Тут мы оба расчувствовались; но опыт научил нас, что надо на том остановиться и повременить.
Дени, красивая, молодая, свежая, убавляла себе десять лет, она знала, что я это знаю, и все одно требовала от меня подтверждений; она бы меня возненавидела, если б я, как последний глупец, вздумал отстаивать правду, известную ей ничуть не хуже, чем мне. Ее не интересовало, что я о ней подумаю, то была моя забота. Быть может, она полагала, что я должен быть ей признателен, что столь извинительной ложью она помогла мне сбросить десяток лет, и объявляла, что готова вживе сие засвидетельствовать.

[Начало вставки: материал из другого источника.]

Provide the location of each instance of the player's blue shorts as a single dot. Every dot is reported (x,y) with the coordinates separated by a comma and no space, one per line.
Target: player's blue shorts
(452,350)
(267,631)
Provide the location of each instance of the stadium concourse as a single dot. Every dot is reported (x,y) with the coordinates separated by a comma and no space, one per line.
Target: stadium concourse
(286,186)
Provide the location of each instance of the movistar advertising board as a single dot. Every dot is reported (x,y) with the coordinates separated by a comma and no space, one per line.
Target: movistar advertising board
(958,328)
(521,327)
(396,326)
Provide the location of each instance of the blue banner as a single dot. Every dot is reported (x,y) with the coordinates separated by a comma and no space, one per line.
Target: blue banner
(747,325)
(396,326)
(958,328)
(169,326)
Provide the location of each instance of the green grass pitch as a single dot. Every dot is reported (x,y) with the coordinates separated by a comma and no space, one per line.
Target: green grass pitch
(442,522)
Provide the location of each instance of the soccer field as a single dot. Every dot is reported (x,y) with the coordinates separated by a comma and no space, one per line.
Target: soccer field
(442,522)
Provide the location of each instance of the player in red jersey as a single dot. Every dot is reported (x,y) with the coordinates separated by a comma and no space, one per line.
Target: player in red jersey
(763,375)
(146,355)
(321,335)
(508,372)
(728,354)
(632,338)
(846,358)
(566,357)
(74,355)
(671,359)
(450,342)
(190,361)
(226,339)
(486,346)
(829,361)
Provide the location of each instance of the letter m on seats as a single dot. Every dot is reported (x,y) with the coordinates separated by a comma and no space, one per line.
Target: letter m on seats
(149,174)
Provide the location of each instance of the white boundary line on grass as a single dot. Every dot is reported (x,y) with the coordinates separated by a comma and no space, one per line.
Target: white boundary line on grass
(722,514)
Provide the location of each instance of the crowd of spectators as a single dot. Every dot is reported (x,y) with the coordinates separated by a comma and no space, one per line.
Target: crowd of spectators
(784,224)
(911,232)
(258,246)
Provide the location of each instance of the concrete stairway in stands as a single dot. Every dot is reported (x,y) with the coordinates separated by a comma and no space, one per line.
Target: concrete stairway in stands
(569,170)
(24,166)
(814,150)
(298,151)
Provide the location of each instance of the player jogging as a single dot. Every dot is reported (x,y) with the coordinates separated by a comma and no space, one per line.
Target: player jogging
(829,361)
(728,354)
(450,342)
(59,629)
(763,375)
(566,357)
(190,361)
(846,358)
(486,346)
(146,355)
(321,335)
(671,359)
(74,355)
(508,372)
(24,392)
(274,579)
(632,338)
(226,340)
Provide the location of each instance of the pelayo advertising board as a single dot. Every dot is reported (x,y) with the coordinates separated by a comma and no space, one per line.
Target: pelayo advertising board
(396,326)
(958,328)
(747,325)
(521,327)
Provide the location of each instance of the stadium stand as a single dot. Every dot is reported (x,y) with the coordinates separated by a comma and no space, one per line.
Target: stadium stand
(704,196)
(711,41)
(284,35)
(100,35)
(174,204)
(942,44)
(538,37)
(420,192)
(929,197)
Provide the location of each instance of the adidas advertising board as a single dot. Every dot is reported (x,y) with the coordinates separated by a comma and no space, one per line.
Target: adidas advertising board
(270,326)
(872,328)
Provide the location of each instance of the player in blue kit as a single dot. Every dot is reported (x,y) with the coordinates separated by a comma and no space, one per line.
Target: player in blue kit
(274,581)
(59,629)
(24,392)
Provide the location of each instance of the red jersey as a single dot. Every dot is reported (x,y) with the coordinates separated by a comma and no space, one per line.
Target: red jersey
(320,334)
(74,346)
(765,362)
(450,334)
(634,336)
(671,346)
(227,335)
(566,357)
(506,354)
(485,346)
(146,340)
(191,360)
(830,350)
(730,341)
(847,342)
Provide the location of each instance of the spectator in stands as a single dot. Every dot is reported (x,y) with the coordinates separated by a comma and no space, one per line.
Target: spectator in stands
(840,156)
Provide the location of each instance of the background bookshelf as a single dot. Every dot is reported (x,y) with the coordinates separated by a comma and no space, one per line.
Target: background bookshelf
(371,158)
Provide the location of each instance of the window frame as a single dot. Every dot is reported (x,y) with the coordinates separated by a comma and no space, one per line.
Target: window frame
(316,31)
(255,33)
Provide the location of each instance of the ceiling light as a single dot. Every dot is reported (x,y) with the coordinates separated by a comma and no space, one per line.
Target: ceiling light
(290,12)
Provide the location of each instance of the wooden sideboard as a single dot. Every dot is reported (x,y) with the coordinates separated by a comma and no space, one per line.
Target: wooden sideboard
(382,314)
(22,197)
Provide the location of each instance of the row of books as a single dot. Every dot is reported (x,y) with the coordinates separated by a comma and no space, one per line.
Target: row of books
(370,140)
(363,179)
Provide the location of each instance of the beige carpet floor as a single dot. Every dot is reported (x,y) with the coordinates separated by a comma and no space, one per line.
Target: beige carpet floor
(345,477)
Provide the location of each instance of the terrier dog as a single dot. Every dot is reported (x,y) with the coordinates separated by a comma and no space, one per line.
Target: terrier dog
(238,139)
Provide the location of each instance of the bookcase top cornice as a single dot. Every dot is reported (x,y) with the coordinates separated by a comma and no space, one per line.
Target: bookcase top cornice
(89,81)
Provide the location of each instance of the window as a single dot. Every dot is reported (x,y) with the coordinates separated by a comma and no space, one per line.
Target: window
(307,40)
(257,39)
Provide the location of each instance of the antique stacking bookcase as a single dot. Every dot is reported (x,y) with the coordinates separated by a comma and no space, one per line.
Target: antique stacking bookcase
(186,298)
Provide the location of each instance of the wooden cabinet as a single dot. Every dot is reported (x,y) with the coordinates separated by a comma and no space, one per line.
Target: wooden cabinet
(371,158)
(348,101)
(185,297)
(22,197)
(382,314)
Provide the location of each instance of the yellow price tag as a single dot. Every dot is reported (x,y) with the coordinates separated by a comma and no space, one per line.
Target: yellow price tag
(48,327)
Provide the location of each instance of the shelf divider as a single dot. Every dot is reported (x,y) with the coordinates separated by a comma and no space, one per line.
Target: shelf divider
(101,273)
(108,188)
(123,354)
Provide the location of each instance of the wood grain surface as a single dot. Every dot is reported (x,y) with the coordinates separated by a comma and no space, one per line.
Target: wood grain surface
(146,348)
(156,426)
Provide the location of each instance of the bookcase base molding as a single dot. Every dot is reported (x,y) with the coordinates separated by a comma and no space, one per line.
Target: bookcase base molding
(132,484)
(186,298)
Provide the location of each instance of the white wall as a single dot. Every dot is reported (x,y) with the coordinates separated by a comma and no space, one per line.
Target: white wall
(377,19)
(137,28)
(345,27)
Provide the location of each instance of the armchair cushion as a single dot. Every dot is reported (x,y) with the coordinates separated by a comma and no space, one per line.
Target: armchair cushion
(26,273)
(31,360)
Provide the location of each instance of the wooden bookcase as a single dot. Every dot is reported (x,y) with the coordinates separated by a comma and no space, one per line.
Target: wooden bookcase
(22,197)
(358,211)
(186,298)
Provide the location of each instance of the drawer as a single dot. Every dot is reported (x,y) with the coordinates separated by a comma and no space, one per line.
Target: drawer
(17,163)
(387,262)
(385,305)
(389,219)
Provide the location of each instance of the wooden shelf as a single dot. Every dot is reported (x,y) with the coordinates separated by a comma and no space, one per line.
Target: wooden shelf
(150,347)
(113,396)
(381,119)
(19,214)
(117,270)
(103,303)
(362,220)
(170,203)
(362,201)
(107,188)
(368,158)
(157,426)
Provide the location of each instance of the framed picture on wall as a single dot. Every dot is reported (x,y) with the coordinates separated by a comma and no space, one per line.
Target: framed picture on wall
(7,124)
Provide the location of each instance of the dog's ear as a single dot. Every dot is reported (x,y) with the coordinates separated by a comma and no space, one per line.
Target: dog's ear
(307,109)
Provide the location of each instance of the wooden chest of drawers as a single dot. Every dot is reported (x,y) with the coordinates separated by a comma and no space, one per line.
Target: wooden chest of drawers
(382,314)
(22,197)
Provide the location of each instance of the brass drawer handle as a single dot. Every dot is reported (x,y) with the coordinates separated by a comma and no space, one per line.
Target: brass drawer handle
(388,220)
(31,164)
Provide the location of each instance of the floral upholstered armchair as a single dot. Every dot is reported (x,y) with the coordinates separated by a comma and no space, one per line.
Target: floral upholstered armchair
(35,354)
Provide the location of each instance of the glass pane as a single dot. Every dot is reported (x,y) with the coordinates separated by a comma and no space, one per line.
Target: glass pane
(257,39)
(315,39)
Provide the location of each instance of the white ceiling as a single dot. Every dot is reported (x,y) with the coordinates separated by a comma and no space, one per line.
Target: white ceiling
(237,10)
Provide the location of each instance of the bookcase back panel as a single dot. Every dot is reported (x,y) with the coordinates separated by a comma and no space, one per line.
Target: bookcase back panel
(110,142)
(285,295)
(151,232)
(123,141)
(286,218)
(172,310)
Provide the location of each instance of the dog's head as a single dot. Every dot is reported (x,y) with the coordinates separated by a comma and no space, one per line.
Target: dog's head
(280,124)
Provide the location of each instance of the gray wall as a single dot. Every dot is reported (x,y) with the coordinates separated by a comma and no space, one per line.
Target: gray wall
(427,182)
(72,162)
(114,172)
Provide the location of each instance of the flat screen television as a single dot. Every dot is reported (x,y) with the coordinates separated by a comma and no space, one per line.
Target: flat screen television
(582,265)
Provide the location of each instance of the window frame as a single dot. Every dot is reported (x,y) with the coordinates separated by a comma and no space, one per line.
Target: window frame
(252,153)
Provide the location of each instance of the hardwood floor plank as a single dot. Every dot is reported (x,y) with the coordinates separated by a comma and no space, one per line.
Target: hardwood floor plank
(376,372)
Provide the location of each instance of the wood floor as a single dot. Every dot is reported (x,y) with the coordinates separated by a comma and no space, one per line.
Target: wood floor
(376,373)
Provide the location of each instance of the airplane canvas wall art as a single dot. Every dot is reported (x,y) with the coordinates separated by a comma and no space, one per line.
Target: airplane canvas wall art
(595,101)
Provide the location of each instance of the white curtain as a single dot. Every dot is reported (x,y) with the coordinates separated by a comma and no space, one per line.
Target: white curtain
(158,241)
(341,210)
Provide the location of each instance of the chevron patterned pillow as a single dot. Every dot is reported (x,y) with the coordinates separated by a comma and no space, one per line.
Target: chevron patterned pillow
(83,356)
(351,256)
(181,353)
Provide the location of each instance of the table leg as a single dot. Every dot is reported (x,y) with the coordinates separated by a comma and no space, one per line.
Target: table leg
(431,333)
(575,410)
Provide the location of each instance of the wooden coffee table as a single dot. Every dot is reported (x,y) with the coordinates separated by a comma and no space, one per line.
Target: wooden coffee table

Мне это было безразлично. Убавлять возраст — обязанность актрис, ибо они знают, что публика презреет их талант, проведав, что они состарились.
С такой великолепной искренностью открыла она мне свою слабость, что я почел это добрым знамением и не сомневался, что она благосклонно отнесется к моей страсти и не заставит понапрасну вздыхать. Она показала мне дом, и, видя, в какой роскоши она живет, я осведомился, есть ли у нее близкий друг; она отвечала с улыбкой, что весь Берлин в том убежден, но что люди ошибаются в ее друге: он скорей заменяет ей отца, нежели любовника.
— Но вы достойны истинного возлюбленного, мне кажется невозможным, чтоб у вас его не было.
— Уверяю вас, меня это не заботит. Я подвержена судорогам, составляющим несчастье моей жизни. Я хотела поехать на воды в Теплице, где, как меня уверяли, я поправлюсь, а король не дозволил; но я поеду на следующий год.
Она видела мой пыл и, казалось, была довольна моей сдержанностью; я спросил, не будут ли ей в тягость частые мои посещения. Она, смеясь, отвечала, что, если я не против, она назовется моей племянницей или кузиной. На что я без смеха возразил, что это вполне вероятно, и она, возможно, мне сестра. Обсуждая это, заговорили мы о дружеских чувствах, кои отец ее всегда испытывал к моей матери, и незаметно перешли к ласкам, для родственников вполне невинным. Я откланялся, когда почувствовал, что зайду слишком далеко. Провожая меня до лестницы, она спросила, не желаю ли я завтра отобедать у нее. Я с благодарностью согласился.